I was contacted bc of my club’s website and asked if I could put out a message from an online reporter named Anna Davies.
She is hoping to conduct a 20-question questionnaire with at least a dozen respondants. Only some of the respondants are used in the final product, and only some of their answers. Here is a recent example:
You’ll notice that participants must provide a photo along with their first name. I imagine that a photo of a white-haired guy in a Speedo would do just fine, Greg.
I don’t have the questions yet, but if you think you’d be interested, you should contact Anna:
When I first saw the title and clicked the link I thought it was something by Nirve about cycling. Then I realized the spelling difference and figured out what was up. Nerve and Nirve aren’t the same or even similar. I was, though, expecting something different than what I ended up clicking on.

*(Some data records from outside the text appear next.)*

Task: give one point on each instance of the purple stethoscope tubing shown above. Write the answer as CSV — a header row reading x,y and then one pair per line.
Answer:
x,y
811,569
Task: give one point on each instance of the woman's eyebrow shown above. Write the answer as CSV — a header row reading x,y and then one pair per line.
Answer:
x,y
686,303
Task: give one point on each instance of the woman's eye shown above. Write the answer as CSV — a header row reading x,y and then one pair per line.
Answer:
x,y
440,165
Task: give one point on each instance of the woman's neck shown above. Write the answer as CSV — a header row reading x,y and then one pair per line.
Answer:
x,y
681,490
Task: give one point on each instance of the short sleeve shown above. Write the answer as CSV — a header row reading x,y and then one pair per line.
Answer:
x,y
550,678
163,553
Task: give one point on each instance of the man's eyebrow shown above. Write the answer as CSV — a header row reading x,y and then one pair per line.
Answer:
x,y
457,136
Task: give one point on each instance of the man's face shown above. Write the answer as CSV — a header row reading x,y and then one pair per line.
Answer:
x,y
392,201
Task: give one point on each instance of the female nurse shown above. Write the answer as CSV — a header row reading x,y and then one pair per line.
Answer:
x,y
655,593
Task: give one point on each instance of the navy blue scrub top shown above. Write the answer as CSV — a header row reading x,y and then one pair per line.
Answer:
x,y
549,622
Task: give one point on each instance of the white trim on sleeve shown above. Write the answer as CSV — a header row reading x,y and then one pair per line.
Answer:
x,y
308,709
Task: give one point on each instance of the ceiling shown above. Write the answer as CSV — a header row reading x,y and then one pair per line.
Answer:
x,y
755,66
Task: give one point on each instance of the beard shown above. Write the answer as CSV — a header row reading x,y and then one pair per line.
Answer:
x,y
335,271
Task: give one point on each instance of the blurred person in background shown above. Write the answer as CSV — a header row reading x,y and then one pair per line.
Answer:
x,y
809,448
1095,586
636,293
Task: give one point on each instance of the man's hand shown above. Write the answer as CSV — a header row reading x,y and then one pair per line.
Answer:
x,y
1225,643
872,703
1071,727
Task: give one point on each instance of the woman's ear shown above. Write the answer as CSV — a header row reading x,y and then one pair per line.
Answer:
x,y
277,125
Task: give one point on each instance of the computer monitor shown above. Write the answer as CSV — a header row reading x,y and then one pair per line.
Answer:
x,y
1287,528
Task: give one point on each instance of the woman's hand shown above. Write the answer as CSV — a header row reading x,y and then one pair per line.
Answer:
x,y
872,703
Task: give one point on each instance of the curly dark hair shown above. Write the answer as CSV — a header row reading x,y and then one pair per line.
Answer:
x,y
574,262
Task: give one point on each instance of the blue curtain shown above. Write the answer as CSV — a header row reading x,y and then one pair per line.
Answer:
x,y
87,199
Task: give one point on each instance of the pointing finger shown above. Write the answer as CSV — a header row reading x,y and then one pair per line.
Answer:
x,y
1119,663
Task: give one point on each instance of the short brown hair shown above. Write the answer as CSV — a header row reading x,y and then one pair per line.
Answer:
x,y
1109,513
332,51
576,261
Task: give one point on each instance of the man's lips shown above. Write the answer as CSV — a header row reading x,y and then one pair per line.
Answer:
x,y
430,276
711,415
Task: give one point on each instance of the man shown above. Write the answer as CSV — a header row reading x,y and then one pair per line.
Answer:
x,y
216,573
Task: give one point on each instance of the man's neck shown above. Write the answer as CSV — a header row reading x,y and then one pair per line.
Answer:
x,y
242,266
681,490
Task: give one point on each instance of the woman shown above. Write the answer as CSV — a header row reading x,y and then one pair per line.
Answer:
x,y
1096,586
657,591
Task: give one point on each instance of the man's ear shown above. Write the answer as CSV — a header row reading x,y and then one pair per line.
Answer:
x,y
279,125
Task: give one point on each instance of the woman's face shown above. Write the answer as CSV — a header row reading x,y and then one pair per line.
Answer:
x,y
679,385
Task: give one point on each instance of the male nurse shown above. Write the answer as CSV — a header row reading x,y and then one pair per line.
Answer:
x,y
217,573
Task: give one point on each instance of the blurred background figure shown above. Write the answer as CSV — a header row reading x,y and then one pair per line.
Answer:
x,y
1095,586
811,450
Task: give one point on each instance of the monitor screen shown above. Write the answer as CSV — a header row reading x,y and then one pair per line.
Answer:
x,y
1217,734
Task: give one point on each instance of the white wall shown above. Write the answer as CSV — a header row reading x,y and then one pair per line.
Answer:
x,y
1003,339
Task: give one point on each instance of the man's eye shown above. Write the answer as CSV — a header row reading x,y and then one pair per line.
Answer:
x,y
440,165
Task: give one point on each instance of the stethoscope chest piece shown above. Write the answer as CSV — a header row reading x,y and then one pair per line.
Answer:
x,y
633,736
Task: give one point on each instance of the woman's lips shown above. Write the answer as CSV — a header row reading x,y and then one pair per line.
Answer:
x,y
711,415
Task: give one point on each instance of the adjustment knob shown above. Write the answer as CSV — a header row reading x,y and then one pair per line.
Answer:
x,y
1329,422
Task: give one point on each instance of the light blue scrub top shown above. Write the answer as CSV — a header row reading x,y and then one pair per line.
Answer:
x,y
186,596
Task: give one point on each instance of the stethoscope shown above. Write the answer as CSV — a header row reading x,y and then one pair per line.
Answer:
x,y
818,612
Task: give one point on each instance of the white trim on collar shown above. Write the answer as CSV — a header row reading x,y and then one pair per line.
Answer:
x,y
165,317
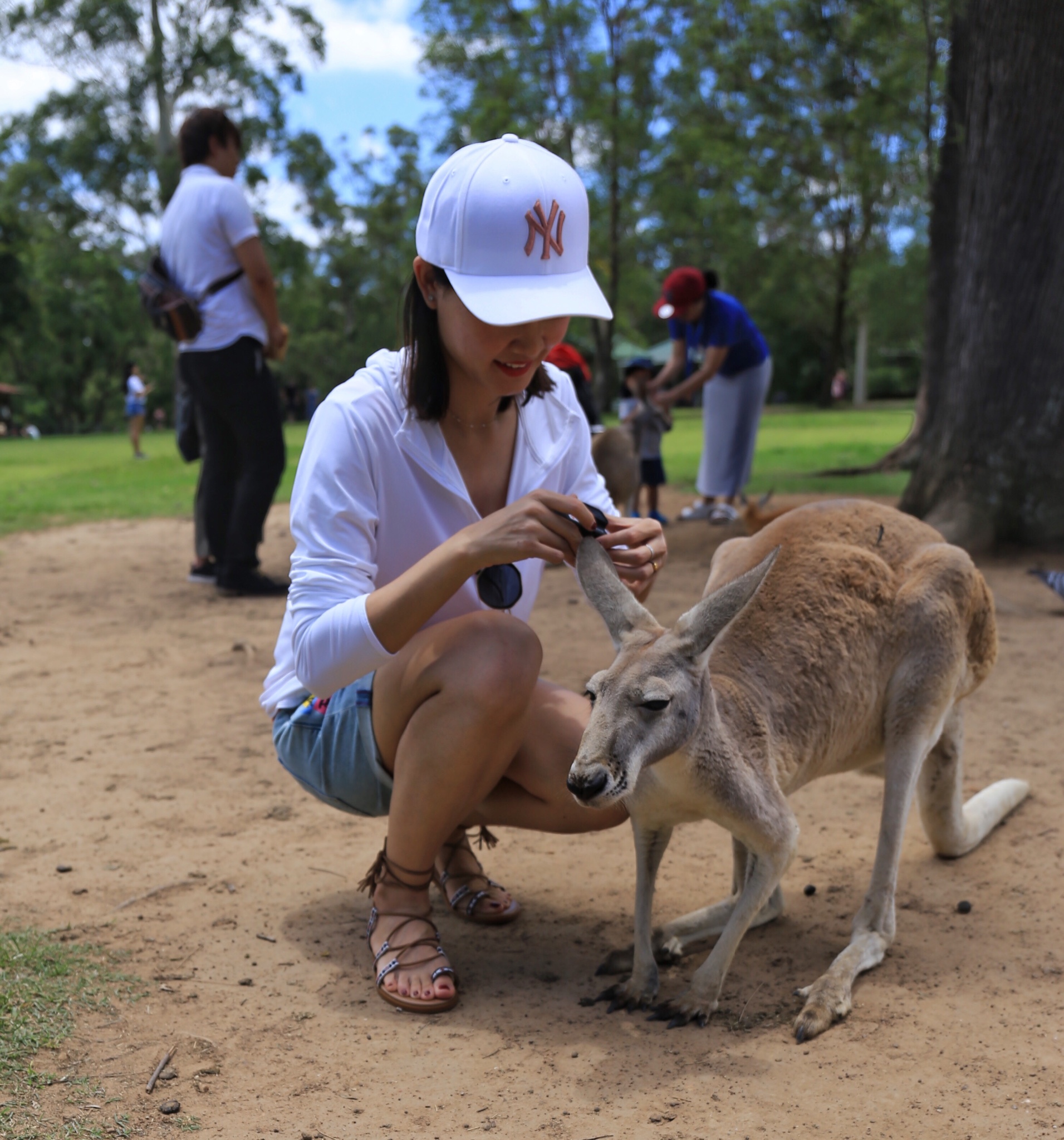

I read nerve from time to time they have some funny groups give sex advice. I don’t know why I’m shocked to see they asked someone in the RSU forum for an upcoming peice.
Normally I would jump at an opertunity to do a silly interview but my schedule is a bit crazy as of late. If you want you can drop my contact info off though.
I sent her an email. This looks like it could be fun. The sex advice from synchronized swimmers was really funny. I wonder what kind of unicycle-related sex questions they’ll be able to come up with.
I clicked on this thread because I thought it might be an appropriate place to mention that today, on Thursday, an (non-essential) area of my crotch is still numb from last Sunday’s big ride. I’ve never experienced this type of result, but then again I’ve never ridden 43 miles on a flat air seat (plus 29 more with air).
I had an air seat go flat twice on the same afternoon. That was the last time I ever tried keeping an air seat, tho I’d enjoyed it up till then. Since I couldn’t repair it the 2nd time, I ended up using some extra underwear as the seat cushion, shoving it under the vinyl seat; that helped a lot. Riding with just the regular vinyl over a flattened air seat is death, John. Recover well.